In an 18-page paper titled The State of Industry and Commerce submitted to Cabinet recently, Industry and Commerce minister Sekai Nzenza said the country still required imports to cover the supply gap.

“The five-year dairy sector development plan is being accelerated and so far, raw milk supply has increased from 79,6 million litres in 2021 to 83 million litres,” Nzenza said.

“Imports continue to cover the supply gap to meet the national demand of 130 million litres,” she said.

Government has been supporting the dairy sector through national budgets.

Apart from government, several other schemes led by the private sector have also been supporting the sector.

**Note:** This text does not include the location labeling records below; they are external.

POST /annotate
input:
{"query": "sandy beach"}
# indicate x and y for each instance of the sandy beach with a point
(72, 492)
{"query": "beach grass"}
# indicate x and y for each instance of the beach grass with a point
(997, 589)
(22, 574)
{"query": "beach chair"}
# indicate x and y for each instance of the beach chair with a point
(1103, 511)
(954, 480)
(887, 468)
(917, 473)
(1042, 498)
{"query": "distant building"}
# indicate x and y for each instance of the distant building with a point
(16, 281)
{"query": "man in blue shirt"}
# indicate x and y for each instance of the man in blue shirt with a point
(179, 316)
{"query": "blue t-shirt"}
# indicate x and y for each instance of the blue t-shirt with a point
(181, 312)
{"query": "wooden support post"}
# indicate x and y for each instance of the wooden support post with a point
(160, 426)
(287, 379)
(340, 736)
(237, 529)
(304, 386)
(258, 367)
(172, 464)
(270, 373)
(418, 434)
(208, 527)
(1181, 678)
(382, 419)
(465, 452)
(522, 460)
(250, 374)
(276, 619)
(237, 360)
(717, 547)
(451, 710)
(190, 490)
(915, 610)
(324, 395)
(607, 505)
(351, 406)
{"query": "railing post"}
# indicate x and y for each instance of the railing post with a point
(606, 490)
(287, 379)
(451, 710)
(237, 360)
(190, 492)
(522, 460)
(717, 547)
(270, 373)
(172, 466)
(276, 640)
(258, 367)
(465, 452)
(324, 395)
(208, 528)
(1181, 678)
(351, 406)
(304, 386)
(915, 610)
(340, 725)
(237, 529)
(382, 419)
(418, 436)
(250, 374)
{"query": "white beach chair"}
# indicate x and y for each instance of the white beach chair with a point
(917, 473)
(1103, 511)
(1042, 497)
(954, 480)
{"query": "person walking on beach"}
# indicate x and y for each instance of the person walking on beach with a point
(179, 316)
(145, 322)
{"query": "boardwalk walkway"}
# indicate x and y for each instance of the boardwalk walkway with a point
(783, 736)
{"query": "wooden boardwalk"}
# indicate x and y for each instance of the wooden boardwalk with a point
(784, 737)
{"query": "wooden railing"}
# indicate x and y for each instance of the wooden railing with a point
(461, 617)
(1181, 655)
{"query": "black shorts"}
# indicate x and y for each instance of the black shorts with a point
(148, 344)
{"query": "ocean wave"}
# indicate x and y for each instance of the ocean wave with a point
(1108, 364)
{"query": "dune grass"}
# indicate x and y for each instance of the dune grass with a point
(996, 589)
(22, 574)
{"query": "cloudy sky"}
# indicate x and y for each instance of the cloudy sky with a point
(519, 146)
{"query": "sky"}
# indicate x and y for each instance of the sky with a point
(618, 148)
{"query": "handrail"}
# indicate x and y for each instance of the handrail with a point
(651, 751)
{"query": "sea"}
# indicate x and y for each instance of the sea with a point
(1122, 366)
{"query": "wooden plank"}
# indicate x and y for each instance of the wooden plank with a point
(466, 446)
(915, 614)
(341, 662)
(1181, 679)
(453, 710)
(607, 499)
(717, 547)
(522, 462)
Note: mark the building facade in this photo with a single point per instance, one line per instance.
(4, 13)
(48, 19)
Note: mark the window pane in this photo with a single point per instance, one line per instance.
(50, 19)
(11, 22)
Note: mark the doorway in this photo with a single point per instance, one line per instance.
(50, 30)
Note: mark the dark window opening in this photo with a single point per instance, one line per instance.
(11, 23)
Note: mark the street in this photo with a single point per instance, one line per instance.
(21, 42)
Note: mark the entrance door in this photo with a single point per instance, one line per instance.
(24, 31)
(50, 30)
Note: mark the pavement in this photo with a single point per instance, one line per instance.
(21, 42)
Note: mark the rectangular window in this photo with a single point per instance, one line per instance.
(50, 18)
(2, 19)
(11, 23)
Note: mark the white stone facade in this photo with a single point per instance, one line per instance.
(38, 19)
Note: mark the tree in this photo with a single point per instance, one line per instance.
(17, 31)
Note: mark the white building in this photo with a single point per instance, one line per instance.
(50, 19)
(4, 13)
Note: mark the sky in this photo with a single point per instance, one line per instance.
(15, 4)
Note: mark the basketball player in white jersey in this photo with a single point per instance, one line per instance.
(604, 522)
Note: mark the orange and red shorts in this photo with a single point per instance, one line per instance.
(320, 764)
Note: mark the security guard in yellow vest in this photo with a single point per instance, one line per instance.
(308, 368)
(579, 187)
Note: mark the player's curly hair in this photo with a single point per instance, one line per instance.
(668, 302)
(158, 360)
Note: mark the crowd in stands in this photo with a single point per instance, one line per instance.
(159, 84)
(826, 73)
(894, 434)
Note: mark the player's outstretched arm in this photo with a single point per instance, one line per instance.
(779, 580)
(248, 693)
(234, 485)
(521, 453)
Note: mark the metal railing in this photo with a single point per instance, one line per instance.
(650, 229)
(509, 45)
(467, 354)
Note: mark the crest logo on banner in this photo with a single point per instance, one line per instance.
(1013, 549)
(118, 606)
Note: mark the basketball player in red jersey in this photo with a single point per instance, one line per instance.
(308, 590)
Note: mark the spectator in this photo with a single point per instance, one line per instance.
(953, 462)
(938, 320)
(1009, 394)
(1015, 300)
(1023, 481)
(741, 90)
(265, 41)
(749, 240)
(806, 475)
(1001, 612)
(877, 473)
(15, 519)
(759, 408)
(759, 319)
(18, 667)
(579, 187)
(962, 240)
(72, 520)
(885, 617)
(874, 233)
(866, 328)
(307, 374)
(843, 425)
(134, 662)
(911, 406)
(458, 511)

Under the livestock and recovery growth plan, milk production is expected to rise from the current annual production of 79,9 million litres to 150 million litres.

In addition, the dairy herd is anticipated to grow from 39 980 to 60 000 by 2025.

Dairy players produced 79,6 million litres in 2021, representing a 4% increase from 76,69 million litres produced in 2020.

According to the document, there are 520 smallholder farmers and 200 medium- to large-scale farmers supplying 98% raw milk on the local market.

However, Nzenza said the dairy industry revitalisation programme for heifer imports had yielded positive results.

She said the sector had doubled its capacity utilisation from 34% to 60% to date as a result of the programme.

Zimbabwe's annual demand for milk stands at 130 million litres, which the southern African country has been failing to reach for over a decade now.

Since the country cannot produce enough milk, the excess demand is met through powdered imports mainly from neighbouring South Africa under a duty-free quota system to approved importers.

However, analysts have called upon smallholder and medium-scale farmers to venture into dairy farming so as to boost milk production in the country and meet local demand.

The Zimbabwean dairy industry recorded a sharp decline in milk production from 262 million litres in 1990 to 37 million litres in 2009. There was a steady but slow increase to 82 million litres in 2021.

Early this year, Zimbabwe Association of Dairy Farmers  business and growth development committee chairperson Peter Muzariri said historically milk production was only done by commercial farmers, adding that smallholder farmers should fill the supply gap.

“There is a huge deficit in terms of milk supply, we must ensure that we increase to meet our national requirement. Over and above that once we are above the national requirement, we can export, which will ensure the much-needed foreign currency in the country,” he said.